Romy, la de la sonrisa eterna, que tenía el encanto de las ninfas y la regia altivez de las diosas griegas, se volvió ausente y hablaba con David como si estuviera vivo. Mezclaba sedantes con licor, vagaba por la casa presa del insomnio, repetía el nombre de su hijo, le escribía cartas y las leía a sus amigos. Michel Piccoli, su compañero en la película Testimonio de Mujer, aseguró que Romy no salía a ningún sitio preocupada porque: “¿Y si vuelve David y no me encuentra?, ya sabes que no hace nada sin mí.”

Todo se juntó en su cabeza: la muerte de Meyen y la de su hijo, el divorcio de Biasini y el desplome de su carrera. Así la encontró Laurent Pétin, su nuevo novio, quien le escondía los fármacos y la cuidaba. Michel Morgan, gran amiga de Romy, la acompañó en su declive y dijo: “aquella no era mi querida niña de siempre, había en ella como una sombra antinatural, hablaba de forma incoherente, de cosas que no venían a cuento, y su risa'era lo que más daño me hacía.”

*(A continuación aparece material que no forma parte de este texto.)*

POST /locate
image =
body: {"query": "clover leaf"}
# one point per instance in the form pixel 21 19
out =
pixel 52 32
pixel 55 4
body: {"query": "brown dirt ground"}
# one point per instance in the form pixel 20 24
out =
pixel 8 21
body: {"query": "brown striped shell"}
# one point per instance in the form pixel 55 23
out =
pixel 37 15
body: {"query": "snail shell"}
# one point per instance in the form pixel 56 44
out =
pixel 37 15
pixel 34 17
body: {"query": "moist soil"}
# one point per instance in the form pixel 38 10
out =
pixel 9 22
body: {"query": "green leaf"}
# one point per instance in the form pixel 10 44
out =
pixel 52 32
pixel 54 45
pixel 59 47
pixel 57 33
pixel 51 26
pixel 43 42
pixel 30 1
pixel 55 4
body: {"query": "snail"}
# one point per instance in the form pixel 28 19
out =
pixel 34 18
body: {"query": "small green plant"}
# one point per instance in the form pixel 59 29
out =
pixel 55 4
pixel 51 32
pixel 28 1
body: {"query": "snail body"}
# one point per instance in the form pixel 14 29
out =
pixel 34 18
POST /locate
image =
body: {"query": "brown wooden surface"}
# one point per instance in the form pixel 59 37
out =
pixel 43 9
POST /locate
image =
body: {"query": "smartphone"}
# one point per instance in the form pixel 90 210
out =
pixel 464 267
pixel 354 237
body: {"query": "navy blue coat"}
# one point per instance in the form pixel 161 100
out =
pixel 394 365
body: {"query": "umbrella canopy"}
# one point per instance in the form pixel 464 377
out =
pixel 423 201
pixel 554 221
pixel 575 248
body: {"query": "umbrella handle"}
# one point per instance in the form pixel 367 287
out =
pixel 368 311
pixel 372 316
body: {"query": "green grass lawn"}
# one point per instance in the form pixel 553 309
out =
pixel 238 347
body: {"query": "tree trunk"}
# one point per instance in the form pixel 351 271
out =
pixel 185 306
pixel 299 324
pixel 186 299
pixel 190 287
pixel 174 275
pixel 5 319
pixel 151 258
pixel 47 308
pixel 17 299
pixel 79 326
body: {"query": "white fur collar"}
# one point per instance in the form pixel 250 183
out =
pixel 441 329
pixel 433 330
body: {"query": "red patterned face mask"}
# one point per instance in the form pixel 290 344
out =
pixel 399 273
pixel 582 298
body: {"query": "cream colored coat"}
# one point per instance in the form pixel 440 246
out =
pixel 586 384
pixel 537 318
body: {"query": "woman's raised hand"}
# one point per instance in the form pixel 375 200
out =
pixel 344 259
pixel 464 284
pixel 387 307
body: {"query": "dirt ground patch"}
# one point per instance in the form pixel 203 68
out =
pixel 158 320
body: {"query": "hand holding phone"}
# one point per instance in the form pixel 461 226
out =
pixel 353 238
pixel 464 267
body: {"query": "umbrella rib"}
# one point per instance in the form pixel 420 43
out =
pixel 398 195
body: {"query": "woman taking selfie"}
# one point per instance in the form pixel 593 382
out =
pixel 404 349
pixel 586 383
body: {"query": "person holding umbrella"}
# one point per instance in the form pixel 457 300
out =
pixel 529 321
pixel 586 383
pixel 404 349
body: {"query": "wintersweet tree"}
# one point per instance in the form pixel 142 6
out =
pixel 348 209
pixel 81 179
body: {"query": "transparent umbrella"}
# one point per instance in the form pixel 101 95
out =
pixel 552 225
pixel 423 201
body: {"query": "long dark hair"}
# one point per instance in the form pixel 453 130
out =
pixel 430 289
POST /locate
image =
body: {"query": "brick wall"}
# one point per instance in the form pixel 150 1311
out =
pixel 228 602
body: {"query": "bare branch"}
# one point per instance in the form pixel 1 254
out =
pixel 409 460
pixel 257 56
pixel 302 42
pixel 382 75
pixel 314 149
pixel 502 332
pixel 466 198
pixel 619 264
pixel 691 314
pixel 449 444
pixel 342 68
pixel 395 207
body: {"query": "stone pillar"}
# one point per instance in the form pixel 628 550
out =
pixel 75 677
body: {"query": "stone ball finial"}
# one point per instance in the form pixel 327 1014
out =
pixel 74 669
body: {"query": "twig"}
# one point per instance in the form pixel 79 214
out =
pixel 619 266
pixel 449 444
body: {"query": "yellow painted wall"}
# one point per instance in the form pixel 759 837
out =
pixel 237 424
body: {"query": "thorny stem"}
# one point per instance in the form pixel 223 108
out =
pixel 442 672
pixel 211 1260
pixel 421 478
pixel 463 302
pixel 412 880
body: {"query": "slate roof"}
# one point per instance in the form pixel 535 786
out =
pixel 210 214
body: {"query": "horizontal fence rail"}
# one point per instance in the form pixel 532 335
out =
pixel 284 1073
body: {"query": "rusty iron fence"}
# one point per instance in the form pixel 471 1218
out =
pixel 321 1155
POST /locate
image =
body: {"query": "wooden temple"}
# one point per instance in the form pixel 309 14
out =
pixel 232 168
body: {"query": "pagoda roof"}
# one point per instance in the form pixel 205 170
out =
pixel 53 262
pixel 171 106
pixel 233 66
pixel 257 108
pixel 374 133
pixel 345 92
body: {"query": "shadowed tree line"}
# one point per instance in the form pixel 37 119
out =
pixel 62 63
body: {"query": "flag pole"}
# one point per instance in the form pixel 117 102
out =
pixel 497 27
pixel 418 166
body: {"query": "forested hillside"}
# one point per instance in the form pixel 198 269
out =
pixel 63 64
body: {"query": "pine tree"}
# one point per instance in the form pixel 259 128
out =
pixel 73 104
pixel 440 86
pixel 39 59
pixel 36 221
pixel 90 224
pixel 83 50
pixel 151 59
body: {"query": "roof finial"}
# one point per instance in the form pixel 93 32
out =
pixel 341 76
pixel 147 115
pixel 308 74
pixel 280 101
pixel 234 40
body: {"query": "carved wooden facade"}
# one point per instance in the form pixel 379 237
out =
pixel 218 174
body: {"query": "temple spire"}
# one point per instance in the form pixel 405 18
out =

El 28 de mayo de 1982 Romy y Laurent llegaron a la medianoche a su casa. Como acostumbraba se quedó sola en la habitación, para hablar con David, tomar una copa de vino, ver sus fotos y escribirle cartas.

Al amanecer Pétin empujó la puerta, las ventanas estaban cerradas y Romy yacía yerta, gélida, pálida, desparramada sobre un enorme sillón. De inmediato llamó a Alain y este llegó en un suspiro. “Se arrodilló ante el cadáver, le dio un beso y se echó a llorar”, recordó el productor Alain Terzian.

El diario Le Fígaro publicó, el 30 de mayo de 1982, que la actriz murió a causa de un paro cardíaco y que el forense no le practicó ninguna autopsia, por lo cual era imposible determinar si Romy falleció por una sobredosis de barbitúricos.

La prensa sensacionalista especuló sobre la muerte de la estrella, en particular porque desapareció su diario personal y lo que había anotado ahí sobre la extraña muerte de un guardaespaldas de Delon y los presuntos amoríos de este con hombres y mujeres.

Alain nunca dejó realmente a Romy, fueron amigos y amantes 24 años. No quiso ir al funeral. La veló toda la noche y puso entre su manos una carta que terminaba con estas palabras: “te amo, mi muñequita”.

En el libro que escribió con la ayuda de Christian Dureau, Ils se sont tant aimés, contó cómo la conoció, sus días felices y las broncas entre ambos por el mal genio de ella. Tal vez por eso aún lleva, en su billetera, la foto de Romy, porque solo los amores imposibles son eternos.